Similarly to previous regions where grants have been awarded, Townsville has the resources and infrastructure to become a key player in hydrogen production. In announcing the grant opportunity, Prime Minister, Anthony Albanese, said, “This is an important development for Australia and North Queensland. Australia is already one of the largest exporters of energy in the world; a thriving hydrogen industry here in North Queensland will be critical for us to become a renewable energy superpower as well.”
With Townsville port facilities, labour capacity, and proximity to Asian trading partners, the region is an optimal location for a hydrogen hub. “The hub will help secure jobs and economic growth in Queensland, delivering on one of our key commitments, and could also pave the way for exports to our valued trading partners in Japan, South Korea and across Asia,” Mr Albanese said.
The Australian Hydrogen Council has welcomed the grant, stating that the program will help develop Australia’s hydrogen industry and support Australia in fulfilling its emission reduction targets.
Producers, consumers, and potential exporters of hydrogen across industrial, transport, export and energy markets are eligible to apply for the Townsville Region Hydrogen Hub program. Guidelines are available on the Federal Government’s Business website.

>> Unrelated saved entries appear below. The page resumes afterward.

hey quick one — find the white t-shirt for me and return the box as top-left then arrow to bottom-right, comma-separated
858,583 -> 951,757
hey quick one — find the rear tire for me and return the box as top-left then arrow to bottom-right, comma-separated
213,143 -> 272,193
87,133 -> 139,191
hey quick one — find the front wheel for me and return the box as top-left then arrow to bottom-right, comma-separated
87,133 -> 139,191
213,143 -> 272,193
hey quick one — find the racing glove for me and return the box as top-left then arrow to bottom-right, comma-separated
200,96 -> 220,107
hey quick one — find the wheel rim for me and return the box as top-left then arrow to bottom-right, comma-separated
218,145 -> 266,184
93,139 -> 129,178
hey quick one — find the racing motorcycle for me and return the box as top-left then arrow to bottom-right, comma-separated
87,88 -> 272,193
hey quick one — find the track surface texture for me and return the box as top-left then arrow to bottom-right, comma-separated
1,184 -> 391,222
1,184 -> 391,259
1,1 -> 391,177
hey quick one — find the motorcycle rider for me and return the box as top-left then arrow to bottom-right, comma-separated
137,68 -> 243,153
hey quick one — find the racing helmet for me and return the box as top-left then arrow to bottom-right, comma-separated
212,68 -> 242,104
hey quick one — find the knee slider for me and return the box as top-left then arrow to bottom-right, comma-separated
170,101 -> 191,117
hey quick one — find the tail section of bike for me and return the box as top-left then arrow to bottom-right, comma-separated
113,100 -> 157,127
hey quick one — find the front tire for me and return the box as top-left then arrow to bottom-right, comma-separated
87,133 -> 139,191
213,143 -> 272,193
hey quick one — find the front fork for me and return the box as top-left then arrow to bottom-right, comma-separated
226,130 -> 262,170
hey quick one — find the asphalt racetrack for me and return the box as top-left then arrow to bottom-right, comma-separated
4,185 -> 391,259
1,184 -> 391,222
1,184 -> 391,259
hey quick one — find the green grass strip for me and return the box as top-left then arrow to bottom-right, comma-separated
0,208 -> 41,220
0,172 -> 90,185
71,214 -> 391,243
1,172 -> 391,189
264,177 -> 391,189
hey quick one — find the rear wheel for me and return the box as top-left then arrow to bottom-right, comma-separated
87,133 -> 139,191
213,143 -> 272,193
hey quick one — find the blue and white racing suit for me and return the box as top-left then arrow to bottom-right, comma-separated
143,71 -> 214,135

Grants from $30 million to $70 million will be available under an open and competitive application process when applications open in March 2023. Applicants will be assessed in two stages, with an initial open competitive process. This will be followed by a formal application process for shortlisted applicants. The Department of Climate Change, Energy, the Environment and Water will provide an information session for potential applicants in the coming months.